A recent study published in the Journal of Experimental Medicine described how immune cells can be used to improve tattoo removal procedures. The study was done at the Immunology Center of Marseille-Luminy in France and led by researchers Sandrine Henri and Bernard Malissen.
By studying mice that had been tattooed, Henri and Malissen found that macrophages, a type of immune cell that can consume foreign unhealthy debris, may help to make tattoos less permanent.
Henri said that the group studied a mouse in which macrophages were eliminated. Using these mice, the team identified the identity of skin cells that are responsible for the maintenance of tattooed skin.
“By characterizing their phenotype, origin, and dynamics, we showed that they corresponded to dermal macrophages that have ingested melanin granules,” Henri, Malissen and co-authors wrote in the study. “Benefiting from the knowledge gained on melanophage dynamics, we further elucidated the identity, origin, and dynamics of the myeloid cells that are found in the mouse skin and capable of capturing and retaining tattoo pigment particles.”
The study was actually an accident as neither Henri nor Malissen was initially looking to study tattoos.

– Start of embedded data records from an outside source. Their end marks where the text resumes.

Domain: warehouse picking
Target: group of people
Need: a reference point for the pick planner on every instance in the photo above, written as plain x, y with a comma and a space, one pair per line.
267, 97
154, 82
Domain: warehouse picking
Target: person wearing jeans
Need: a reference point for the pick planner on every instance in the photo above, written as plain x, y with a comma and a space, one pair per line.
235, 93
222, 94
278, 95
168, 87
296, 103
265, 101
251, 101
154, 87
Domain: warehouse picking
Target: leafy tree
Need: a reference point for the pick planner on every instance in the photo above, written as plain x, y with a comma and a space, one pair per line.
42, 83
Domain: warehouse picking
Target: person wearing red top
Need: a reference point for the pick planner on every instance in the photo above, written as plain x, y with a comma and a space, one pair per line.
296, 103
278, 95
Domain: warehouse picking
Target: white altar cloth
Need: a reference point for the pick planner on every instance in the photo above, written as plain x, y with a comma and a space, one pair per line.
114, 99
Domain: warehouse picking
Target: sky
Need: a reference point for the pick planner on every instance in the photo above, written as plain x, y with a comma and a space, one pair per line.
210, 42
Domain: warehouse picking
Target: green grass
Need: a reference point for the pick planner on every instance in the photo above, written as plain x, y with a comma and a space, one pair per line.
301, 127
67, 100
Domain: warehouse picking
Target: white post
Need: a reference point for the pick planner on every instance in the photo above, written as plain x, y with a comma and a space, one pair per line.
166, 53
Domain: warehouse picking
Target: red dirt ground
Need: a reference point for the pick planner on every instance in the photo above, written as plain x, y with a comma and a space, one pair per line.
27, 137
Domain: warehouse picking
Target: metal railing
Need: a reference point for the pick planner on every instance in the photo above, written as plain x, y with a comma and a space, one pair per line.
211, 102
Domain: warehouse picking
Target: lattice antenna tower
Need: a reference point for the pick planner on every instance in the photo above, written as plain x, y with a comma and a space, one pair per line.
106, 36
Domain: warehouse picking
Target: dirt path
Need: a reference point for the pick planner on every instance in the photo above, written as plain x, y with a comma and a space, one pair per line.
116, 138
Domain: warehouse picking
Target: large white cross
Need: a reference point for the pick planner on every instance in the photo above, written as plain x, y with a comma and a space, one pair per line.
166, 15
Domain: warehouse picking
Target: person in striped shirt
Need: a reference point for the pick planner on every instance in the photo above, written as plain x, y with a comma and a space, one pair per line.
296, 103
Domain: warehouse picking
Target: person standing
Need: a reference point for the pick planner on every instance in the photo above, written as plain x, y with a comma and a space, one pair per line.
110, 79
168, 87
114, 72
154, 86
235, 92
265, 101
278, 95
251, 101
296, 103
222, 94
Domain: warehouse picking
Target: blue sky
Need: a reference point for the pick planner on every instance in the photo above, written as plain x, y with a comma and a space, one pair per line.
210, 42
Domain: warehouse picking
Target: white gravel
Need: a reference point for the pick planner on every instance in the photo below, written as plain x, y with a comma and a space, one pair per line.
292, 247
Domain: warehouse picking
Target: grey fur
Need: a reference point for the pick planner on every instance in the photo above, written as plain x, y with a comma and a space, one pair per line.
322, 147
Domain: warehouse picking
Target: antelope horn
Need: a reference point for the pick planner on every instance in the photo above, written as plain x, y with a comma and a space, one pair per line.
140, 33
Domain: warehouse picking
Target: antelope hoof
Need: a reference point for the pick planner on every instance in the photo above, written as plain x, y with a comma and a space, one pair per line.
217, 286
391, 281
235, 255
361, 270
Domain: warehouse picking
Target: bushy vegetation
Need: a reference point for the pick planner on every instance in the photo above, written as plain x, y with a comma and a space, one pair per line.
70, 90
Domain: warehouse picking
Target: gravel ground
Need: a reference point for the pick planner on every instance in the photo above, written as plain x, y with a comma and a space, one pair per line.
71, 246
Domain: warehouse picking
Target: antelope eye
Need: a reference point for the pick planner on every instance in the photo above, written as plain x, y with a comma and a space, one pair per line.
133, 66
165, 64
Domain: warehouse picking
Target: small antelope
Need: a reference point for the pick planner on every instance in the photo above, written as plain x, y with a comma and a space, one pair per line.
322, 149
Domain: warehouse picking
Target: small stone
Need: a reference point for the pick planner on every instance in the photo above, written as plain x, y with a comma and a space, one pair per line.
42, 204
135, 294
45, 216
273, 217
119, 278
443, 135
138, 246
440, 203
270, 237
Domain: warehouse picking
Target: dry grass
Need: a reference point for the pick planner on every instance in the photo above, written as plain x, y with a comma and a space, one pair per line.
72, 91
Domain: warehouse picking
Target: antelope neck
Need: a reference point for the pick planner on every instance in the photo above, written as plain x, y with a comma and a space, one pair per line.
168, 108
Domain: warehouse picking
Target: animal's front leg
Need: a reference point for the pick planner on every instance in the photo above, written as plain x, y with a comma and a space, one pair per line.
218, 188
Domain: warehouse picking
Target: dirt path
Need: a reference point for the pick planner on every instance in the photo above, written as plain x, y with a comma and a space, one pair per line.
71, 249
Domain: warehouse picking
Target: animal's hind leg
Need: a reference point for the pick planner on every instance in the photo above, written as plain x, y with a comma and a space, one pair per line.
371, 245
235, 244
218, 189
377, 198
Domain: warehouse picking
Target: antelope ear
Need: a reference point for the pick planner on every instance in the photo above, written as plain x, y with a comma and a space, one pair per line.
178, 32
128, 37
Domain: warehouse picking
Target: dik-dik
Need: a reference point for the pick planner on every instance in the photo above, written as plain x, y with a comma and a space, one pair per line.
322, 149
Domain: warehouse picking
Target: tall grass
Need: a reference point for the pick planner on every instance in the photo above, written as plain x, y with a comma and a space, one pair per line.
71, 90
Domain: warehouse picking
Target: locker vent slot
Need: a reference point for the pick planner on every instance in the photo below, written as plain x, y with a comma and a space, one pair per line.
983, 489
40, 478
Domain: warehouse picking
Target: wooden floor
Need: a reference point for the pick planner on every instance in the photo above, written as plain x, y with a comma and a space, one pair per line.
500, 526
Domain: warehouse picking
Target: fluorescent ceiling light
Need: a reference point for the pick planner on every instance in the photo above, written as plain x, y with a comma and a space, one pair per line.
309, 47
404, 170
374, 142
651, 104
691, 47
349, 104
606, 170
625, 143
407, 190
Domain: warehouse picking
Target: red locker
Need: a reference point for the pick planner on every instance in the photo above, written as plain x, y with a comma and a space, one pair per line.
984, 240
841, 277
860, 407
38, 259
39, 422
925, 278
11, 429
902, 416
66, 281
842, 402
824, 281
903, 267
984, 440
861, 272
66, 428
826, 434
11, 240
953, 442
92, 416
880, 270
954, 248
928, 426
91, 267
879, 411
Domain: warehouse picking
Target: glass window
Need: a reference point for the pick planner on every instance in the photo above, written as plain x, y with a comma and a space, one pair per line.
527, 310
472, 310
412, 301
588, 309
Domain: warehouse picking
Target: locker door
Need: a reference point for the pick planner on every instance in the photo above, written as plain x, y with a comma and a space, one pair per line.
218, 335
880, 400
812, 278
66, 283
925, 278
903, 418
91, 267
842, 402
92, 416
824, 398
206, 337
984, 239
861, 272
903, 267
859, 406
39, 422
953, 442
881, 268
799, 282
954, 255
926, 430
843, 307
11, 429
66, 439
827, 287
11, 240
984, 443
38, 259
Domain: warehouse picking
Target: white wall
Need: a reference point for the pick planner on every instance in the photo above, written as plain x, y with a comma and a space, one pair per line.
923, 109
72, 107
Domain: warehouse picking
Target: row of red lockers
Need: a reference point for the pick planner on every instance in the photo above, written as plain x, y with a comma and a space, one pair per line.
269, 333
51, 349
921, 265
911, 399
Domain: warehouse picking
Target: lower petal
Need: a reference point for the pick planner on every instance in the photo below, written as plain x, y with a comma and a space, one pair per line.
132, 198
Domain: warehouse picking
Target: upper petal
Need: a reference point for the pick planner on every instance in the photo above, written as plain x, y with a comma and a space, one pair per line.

Instead, they noticed that macrophages bound to melanin granules in black mice and were led to consider how immune cells might affect tattoos.

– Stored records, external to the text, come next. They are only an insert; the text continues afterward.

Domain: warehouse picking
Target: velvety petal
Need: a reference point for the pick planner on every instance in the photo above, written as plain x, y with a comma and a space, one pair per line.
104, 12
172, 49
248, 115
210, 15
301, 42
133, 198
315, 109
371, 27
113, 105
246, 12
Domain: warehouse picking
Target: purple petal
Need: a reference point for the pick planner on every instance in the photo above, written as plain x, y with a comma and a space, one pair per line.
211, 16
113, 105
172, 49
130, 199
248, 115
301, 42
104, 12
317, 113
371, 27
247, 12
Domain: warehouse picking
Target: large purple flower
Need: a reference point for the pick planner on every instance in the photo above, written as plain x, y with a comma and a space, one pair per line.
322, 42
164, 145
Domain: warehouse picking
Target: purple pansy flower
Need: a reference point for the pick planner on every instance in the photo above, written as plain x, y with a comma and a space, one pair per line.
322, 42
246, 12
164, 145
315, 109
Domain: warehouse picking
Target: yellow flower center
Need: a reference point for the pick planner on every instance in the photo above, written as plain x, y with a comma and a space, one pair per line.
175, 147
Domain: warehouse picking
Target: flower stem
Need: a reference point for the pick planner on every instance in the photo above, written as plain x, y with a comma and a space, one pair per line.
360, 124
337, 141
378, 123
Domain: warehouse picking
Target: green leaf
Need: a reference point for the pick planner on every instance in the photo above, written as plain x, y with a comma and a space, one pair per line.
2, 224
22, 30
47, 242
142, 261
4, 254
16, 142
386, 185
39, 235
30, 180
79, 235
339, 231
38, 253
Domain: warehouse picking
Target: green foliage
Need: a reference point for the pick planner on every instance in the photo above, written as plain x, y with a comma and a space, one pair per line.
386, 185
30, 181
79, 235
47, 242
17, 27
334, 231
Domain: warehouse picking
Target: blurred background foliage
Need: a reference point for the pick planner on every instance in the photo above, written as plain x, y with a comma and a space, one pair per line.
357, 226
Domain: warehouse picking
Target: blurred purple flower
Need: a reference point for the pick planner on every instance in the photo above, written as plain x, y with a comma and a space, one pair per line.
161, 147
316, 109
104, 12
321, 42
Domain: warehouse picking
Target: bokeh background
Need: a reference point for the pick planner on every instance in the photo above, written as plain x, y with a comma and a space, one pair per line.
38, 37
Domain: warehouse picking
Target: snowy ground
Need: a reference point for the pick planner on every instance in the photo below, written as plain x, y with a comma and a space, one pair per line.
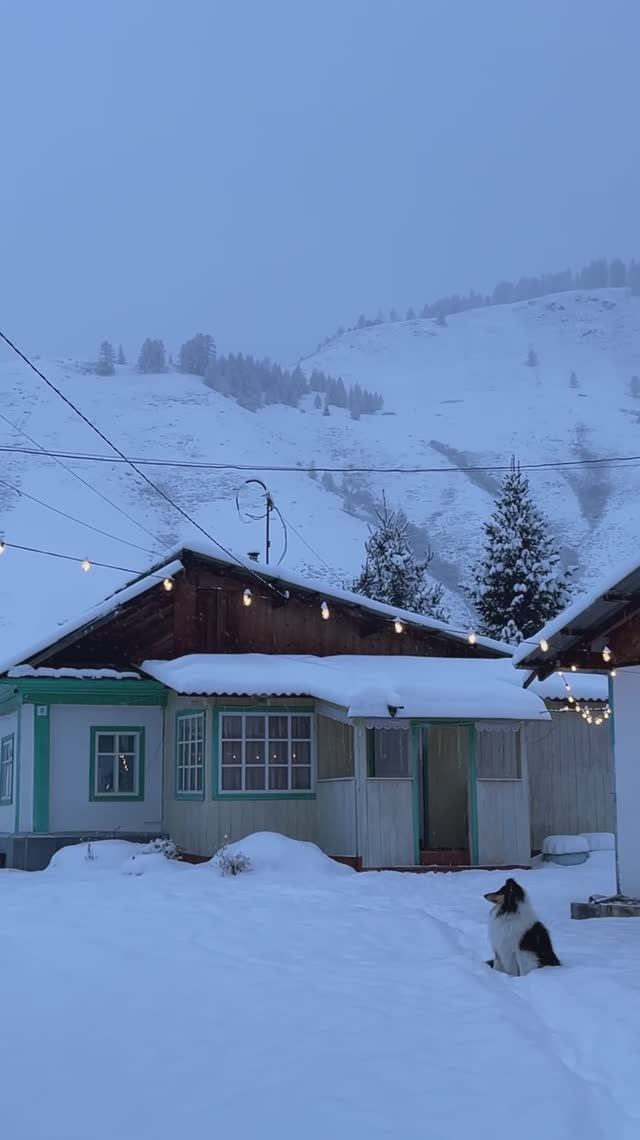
302, 1000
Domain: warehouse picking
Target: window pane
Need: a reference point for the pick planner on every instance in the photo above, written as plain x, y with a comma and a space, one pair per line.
232, 751
254, 751
105, 774
301, 779
278, 779
278, 751
232, 779
254, 727
254, 780
232, 727
278, 727
300, 751
300, 727
126, 772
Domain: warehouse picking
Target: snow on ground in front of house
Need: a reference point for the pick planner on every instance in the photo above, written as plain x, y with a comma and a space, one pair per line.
302, 1000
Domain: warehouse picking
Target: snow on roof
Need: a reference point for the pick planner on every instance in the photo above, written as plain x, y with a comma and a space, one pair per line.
574, 610
318, 586
27, 670
111, 603
366, 686
584, 686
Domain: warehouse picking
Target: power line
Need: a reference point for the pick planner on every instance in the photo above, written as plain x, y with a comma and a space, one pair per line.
131, 463
56, 458
614, 461
72, 518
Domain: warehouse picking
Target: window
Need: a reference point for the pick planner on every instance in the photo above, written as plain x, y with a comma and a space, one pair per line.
7, 770
118, 763
262, 752
388, 754
189, 755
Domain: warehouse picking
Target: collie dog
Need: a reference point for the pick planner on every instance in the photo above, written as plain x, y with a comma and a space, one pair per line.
519, 941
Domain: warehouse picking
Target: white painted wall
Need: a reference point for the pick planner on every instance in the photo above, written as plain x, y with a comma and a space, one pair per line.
626, 762
27, 713
8, 725
70, 808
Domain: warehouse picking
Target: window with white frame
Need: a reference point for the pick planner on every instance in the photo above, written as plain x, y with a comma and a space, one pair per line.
7, 770
266, 752
189, 754
118, 763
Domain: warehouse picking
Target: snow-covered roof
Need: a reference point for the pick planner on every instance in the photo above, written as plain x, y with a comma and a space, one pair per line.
576, 610
110, 604
366, 686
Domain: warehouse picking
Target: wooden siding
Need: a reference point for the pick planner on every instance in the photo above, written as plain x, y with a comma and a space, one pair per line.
337, 816
389, 823
204, 613
570, 776
503, 821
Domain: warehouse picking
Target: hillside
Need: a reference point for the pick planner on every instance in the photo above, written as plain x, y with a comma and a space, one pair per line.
454, 396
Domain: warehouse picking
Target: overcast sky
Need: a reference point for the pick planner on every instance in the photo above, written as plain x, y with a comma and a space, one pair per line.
268, 169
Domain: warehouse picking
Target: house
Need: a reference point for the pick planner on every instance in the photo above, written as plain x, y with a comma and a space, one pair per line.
569, 760
211, 698
600, 633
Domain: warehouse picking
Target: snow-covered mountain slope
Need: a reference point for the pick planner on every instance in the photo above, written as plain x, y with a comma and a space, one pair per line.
454, 396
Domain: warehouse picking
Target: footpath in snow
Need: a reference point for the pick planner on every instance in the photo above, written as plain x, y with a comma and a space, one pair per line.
302, 1000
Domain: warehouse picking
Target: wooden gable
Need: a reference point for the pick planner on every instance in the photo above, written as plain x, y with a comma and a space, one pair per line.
204, 613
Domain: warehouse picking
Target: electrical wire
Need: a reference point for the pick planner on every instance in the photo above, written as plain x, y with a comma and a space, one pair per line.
131, 463
72, 518
605, 462
81, 479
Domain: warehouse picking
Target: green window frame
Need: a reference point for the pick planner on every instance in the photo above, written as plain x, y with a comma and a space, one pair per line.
191, 737
265, 754
7, 768
123, 779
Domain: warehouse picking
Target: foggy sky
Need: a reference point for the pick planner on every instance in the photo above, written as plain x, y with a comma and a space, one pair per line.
267, 169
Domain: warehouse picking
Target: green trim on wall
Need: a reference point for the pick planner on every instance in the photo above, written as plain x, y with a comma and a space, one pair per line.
88, 691
41, 766
7, 800
116, 797
252, 710
188, 795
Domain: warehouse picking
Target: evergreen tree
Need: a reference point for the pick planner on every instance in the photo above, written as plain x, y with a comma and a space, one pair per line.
152, 358
106, 360
518, 585
391, 573
196, 355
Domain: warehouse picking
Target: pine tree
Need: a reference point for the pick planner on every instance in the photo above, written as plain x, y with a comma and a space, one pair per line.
106, 360
391, 573
518, 585
196, 355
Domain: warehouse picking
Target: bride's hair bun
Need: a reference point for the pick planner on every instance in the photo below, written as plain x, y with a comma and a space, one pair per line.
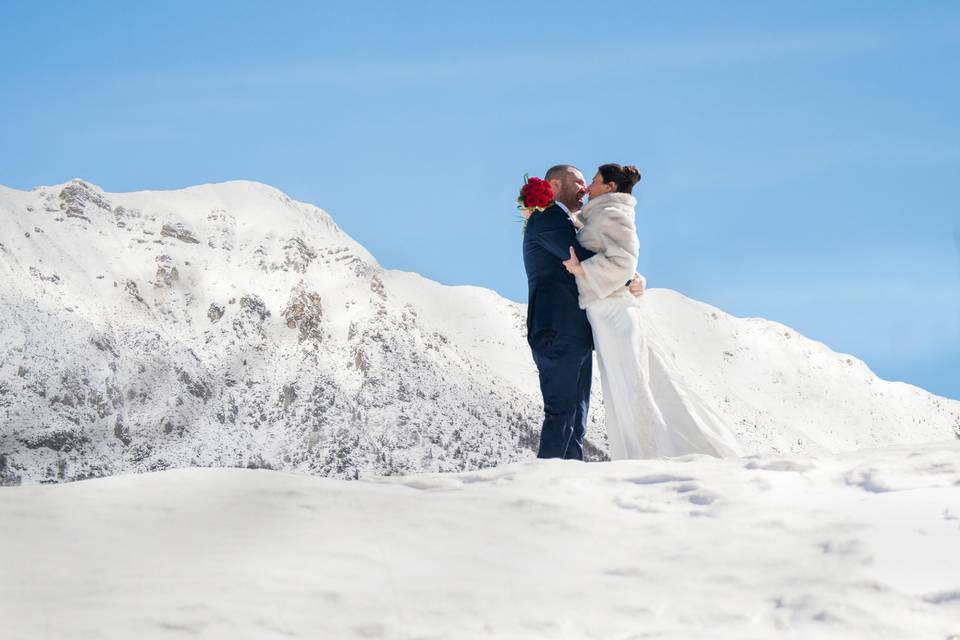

The researchers tattooed green stripes on the tails of albino mice and using a microscope, found out that macrophages did indeed attach to the ink particles. Killing off the ink-bound macrophages did not do anything to the tattoo because new macrophages replaced the dead ones.
Most people think that tattoos are permanent because the ink sits deep in the skin. This belief has been backed by previous scientific trials that stated tattoos work by permanently staining fibroblasts, or cells that synthesize collagen.
However, the researchers in this study said that tattoos are maintained by macrophages continuously engulfing and regurgitating ink crystals.
Most of the time, when foreign substances enter the body, macrophages descend to consume the toxin. However, because ink gradules are too bulky for breakdown by macrophages, the macrophages instead simply hold on to the granules.
When the granule bound macrophage dies, the remains of the immune cell, along with the ink granules, are consumed by a new macrophage, completing the ink recycling process.
The idea that macrophages bind tattoo ink particles may be important in future techniques used to remove tattoos. According to the New York Times, tattoo laser removal can take as many as 20 treatments.
In the United States alone, one in five people have a tattoo somewhere on their body, and there are tens of thousands of laser removals annually. Researchers are now working to see if anti-inflammatory ointment that suppresses macrophages can help to reduce the number of treatments for tattoo removal.
Some dermatologists have attempted this ointment technique with successful results. For example, according to the New York Times, Jared Jagdeo, a dermatologist at the University of California, Davis, has been using this technique since 2014 and can now remove tattoos in 10 or fewer treatments.